All sides should be very careful on what they do, when they do it and most especially where they do it.
All sides should be very careful on what they do, when they do it and most especially where they do it.
“Kleeb said 115 landowners in Nebraska still refuse to sign agreements with pipeline developer TransCanada and would engage in nonviolent civil disobedience if the company tries to lay pipe through their land.”
If I own land then I own it. If I refuse to sell and/or allow a pipeline to traverse it then that is the final word on the matter. Yes, it may be a stupid decision on my part because I could have charged an annual use fee instead of selling, but it is MY decision to make.
If you choose to protest and not accept the offer, thanks to the liberal side of SCOTUS the court can force your hand "for the public good". While I disagree with this on most levels, a easement is not the same thing as taking you property from you.
In full disclosure, I just went through some of this when a pipe line was installed across a part of my land. This ground is land I bought years ago so that I'd always have a place to shoot and hunt. The two 36" underground pipelines set twenty feet apart required the clearing of my land 100' wide down the full length of my property. Since the land is not used for agriculture, I wasn't paid that much, but what I did get was a 100 foot wide cleared area that they mounded a twenty foot backstop on the rear of my ground and a smooth, hard packed gravel road all the way down. I ended up with a 1500yd range. Not everybody would have wanted this, but for my needs, it is a perfect improvement to my ground. One of my neighbors asked for trees to be replanted and they did that for him. Immature trees, of course, but they were very accommodating. They also put in a new culvert and access road that would have cost me tens of thousands to do.
All in all, it was well done.
The talk here is if the XL pipeline doesn’t go through, a large amount of the oil will be shipped west to Japan/China. If it doesn’t ship south, it WILL ship elsewhere.
I’m also invested in a smaller private company which will produce 30,000 barrels per day with enough reserves to carry through 2038. Because of uncertainties with pipeline capacities and up-front infrastructure costs, their current business plan is to ship all of the oil by rail at an anticipated cost of $30 per barrel. Approval of XL would likely change that plan and provide cheaper oil to the market.
They'll drive REALLY slow if the oil and gas companies retaliate by refusing to sell any fuel to the gas stations of the area.
Nobody has the *right* to civil disobedience. They have the right to peaceably assemble, but they don't have the right to trespass or harm another's equipment or workplace.
http://www.discoverthenetworks.org/viewS...
Do any of them have ANY idea how stupid that idea would be?

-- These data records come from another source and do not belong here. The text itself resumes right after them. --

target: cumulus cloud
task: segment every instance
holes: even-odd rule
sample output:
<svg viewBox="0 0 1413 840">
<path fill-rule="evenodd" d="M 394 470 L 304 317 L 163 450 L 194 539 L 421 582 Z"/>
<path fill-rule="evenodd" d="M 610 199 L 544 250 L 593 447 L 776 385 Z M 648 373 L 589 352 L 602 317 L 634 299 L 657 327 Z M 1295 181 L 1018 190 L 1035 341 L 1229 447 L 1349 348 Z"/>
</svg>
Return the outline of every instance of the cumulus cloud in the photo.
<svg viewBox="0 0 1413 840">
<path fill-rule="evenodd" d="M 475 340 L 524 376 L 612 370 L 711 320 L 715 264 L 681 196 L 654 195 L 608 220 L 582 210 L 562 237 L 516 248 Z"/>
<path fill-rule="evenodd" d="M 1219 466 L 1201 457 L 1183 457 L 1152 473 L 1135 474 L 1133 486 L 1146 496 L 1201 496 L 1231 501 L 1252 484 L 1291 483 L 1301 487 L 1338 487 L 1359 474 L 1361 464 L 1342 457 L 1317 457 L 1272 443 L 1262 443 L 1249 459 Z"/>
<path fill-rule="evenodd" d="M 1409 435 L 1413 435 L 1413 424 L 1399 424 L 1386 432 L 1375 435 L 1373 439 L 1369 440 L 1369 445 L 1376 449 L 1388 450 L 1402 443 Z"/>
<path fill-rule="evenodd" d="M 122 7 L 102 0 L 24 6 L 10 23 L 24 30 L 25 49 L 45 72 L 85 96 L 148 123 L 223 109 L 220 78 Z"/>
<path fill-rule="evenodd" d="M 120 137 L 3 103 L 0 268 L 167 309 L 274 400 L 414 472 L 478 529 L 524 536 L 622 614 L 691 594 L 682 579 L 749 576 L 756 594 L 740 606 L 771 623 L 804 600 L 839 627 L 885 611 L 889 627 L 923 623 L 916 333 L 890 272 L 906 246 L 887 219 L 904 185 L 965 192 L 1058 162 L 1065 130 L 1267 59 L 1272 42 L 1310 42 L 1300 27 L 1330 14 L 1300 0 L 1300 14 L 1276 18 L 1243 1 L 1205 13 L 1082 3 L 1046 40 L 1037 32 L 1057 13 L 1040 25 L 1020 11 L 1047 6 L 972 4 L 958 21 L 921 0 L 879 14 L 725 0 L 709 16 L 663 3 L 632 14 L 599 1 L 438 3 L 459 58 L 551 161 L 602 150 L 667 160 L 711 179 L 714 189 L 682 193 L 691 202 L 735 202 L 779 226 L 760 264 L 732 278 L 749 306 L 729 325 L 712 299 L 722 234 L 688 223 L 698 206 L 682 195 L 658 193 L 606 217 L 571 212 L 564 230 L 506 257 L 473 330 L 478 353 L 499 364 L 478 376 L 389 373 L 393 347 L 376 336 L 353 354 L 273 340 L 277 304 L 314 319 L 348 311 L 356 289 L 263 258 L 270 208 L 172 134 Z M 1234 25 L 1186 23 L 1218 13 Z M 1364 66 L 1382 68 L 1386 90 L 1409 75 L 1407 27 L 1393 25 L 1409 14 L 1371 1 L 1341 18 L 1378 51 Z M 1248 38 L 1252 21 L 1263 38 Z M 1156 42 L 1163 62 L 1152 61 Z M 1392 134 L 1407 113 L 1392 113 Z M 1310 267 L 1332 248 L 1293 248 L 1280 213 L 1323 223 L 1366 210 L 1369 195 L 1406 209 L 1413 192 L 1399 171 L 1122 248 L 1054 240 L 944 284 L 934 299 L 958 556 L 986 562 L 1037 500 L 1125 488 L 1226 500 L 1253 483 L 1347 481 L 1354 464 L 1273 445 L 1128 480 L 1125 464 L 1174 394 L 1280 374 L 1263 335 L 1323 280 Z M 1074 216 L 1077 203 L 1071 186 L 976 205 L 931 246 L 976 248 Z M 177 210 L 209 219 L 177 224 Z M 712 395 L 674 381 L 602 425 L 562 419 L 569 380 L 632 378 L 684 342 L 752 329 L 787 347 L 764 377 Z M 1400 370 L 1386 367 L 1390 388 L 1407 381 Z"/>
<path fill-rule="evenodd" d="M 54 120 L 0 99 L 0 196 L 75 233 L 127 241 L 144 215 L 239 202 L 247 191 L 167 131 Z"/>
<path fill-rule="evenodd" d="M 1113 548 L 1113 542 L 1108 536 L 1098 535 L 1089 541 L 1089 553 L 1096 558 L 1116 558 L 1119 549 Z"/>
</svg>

So they protest it?
No, they DO have "the right" to protest with "civil disobedience"!
They also have "the right" to be arrested for breaking any and all laws they violate in the process, too!
She didn't spend too terribly much time thinking about Luddism.
Which is what we see here.
Climate change from burning stuff on a large scale will be very costly in the future, but it's not like if they don't build this pipeline, we won't burn fuel. That's a separate and important issue.
I'm glad both sides are pushing hard, sifting and winnowing as it were.
There is no logical reason not to build the pipeline.
Where is John Galt when you need him?